La mort est liée au vivant
La mort vivant
Les philosophes se sont souvent posé la question de savoir si la mort fait partie de la vie. Nous ne pouvons pas avoir d’expérience de la mort constatent certains, donc elle échappe à la vie.
La mort « n’est pas un événement de la vie, elle ne peut être vécue », dit le penseur autrichien Ludwig Wittgenstein. On ne peut s’empêcher, une fois encore, de repenser au Big-Bang des physiciens, qui est à l’origine de l’univers, mais qui n’en fait pas partie. Pour les biologistes, les choses sont plus simples et plus claires : la mort est nécessairement liée au temps et donc au destin de tous les êtres vivants. D’abord parce qu’elle est un élément essentiel de l’évolution. Cette dernière ne pourrait pas avoir eu lieu, s’il avait existé des êtres immortels. Il faut, dans le grande chaîne que tisse le temps des vivants, que les individus meurent, que des espèces disparaissent, pour que d’autres prennent leur place, parfois marqués d’une petite différence qui en fera des mutants, mais les rendra, de ce fait, mieux aptes à résister à une modification de !’environnement. « Pour conquérir le monde, la vie a dû inventer la mortalité », dit le biologiste.

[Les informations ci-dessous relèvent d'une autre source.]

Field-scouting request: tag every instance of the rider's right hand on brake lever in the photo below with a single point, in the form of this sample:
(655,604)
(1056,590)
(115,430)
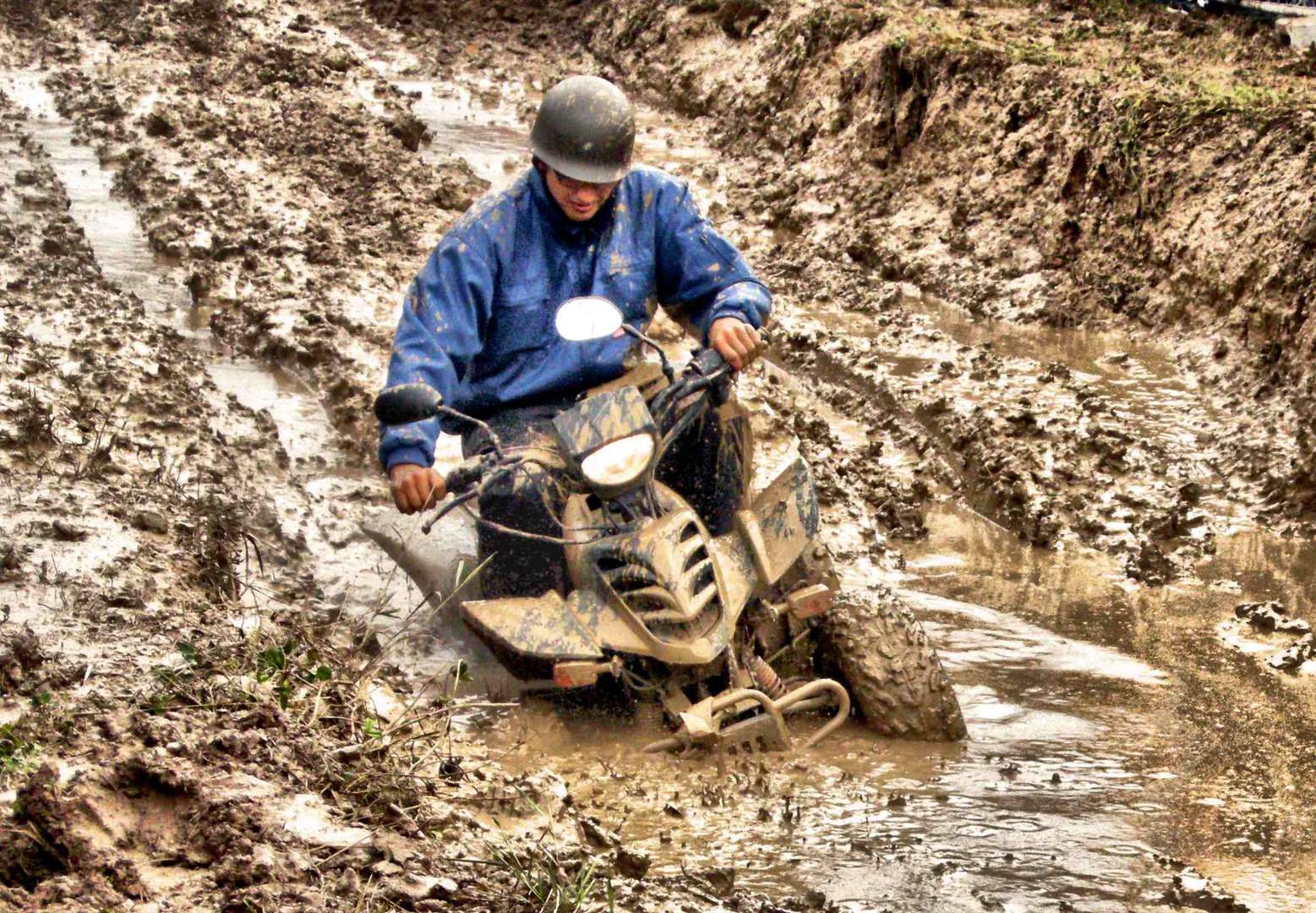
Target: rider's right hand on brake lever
(416,487)
(736,341)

La mort, chez les vivants, est donc une absolue nécessité. Elle est inscrite, dès la conception, dans le patrimoine héréditaire de tous les êtres, animaux ou végétaux. Nous naissons avec la mort en nous. Elle est généralement – mais pas toujours- l’aboutissement du processus de vieillissement, qui touche la plupart des vivants, y compris les plus élémentaires, ceux faits d’une seule cellule. Nous avons vu que des cellules isolées, mises en culture, se divisent un certain nombre de fois – une cinquantaine – puis meurent. Il devient de plus en plus évident que cette mort programmée des cellules est un élément essentiel de la formation et du fonctionnement d’un organisme. Comme l’explique le biologiste Jean-Claude Amelsen, spécialiste de ce problème, la mort devient comme un sculpteur : c’est la disparition de certaines cellules qui façonne nos mains, en supprimant, chez le fœtus, les membranes entre les doigts. Cela ne se produit pas chez les oiseaux aquatiques, qui gardent les pattes palmées. C’est le même phénomène qui nous donne notre sexe, en faisant disparaître chez le fœtus l’ébauche du sexe opposé, qui existait conjointement au début de la vie de l’embryon.
La mort des premières cellules cérébrales, comme on l’a vu, donnera au cerveau ses fonctions essentielles, comme la mémoire. Seuls vont subsister les réseaux de neurones qui font la preuve de leur utilité et de leur efficacité. Chaque jour, quelque cent milliards de nos cellules s’autodétruisent, aussitôt remplacées par de nouvelles. Elles se suicident, sous l’effet d’un gène. Le prix Nobel 2002 a été donné aux chercheurs américains qui ont précisé la régulation génétique de cette mort cellulaire programmée. Nous changeons sans cesse de peau, de sang, d’intestin, sans nous en apercevoir.
Lorsqu’un danger menace, il arrive que des groupes de cellules meurent, pour laisser davantage de nourriture et de place aux survivantes. Le cancer est peut-être dû à un dérèglement dans le fonctionnement de cellules en train de vieillir, qui devraient mourir et ne le font pas. « Nous sommes à tout moment pour partie en train de mourir et pour partie en train de renaître. Cette fragilité, cette précarité et ce sursis permanent jouent un rôle essentiel dans notre plasticité et notre complexité », dit Jean-Claude Amelsen. L’autodestiuction est peut-être apparue en même temps que l’auto-organisation des premiers êtres vivants. Un élément de plus qui confirme combien la mort est liée à la vie.